The launch of the DOE’s lithium-ion battery recycling center, called the ReCell Center, “will help the United States grow a globally competitive recycling industry and reduce our reliance on foreign sources of battery materials,” says the agency.

“The ReCell Center will help expedite the pursuit to profitable lithium-ion battery recycling,” comments Jeff Spangenberger, director of the ReCell Center.

“ReCell brings our national laboratories, the private sector and universities together to develop advanced technologies that safely and cost-effectively recycle lithium-ion batteries,” says Daniel R Simmons, assistant secretary of the DOE’s Office of Energy Efficiency and Renewable Energy (EERE). “This center will create jobs and create a national supply of lithium-based battery materials, as well as spur the adoption of an affordable electric vehicle economy.”

Recycled materials from lithium-ion batteries can be reused in new batteries, reducing production costs by 10 to 30 percent. This could help lower the overall cost of electric vehicle (EV) batteries closer to the DOE’s goal of $80 per kilowatt hour, says the agency.
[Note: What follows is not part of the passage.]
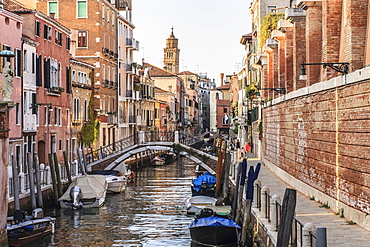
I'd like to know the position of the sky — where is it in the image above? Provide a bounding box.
[132,0,252,85]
The DOE says the ReCell Center initiative is a collaboration between Argonne; the National Renewable Energy Laboratory (NREL); Oak Ridge National Laboratory (ORNL) and several universities, including Worcester Polytechnic Institute (WPI) in Massachusetts, the University of California at San Diego and Michigan Technological University.

WPI has received a one-year, $150,000 contract to conduct research on the effects of impurities on the cathode materials used to make lithium-ion batteries. Yan Wang, a WPI professor of mechanical engineering who developed a process for recycling lithium-ion batteries that can recover and reuse cathode materials regardless of their chemistry, will lead the project. Battery Resourcers, a company co-founded by Wang, licensed the patented process and has established a pilot plant in Worcester to demonstrate that it can be scaled up to near-commercial capacity.
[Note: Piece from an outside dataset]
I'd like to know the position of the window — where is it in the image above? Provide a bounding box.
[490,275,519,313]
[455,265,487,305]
“Collaborators from across the battery supply chain, including battery manufacturers, automotive original equipment manufacturers (OEMs), recycling centers, battery life cycle management services and material suppliers, are working with the center,” says the DOE.

The ReCell Center is supported by the DOE with $15 million in funding over three years, and its work will include development of test beds and a process scale-up facility at Argonne.

The center and its collaborators will focus on four research areas designed to enable profitable lithium-ion battery recycling for industry adoption:

  • a direct cathode recycling focus will develop recycling processes that generate products that go directly back into new batteries without the need for costly reprocessing;
  • a focus to recover other materials will work to create technologies to cost-effectively recycle other battery materials, providing additional revenue streams;
  • design-for-recycling will develop new battery designs optimized to make future batteries easier to recycle; and
  • modeling and analysis tools will be developed and used to help direct an efficient path of R&D and to validate the work performed within the center.

“This is an exciting time as applications for energy storage continue to expand,” says Argonne Director Paul Kearns. “Together, DOE and Argonne have made pivotal discoveries in advanced materials, chemistry and engineering that have made batteries safer and longer lasting. We are proud to pioneer the first scaleup and pilot test facilities to enable cost-effective battery recycling, helping to drive U.S. prosperity and security.”

The DOE also announced it is kicking off its Lithium-Ion Battery Recycling Prize. The prize encourages entrepreneurs to find innovative solutions to collecting, storing and transporting discarded lithium-ion batteries for eventual recycling. It will award cash prizes totaling $5.5 million to contestants in three phases designed to accelerate the development of solutions from concept to prototype.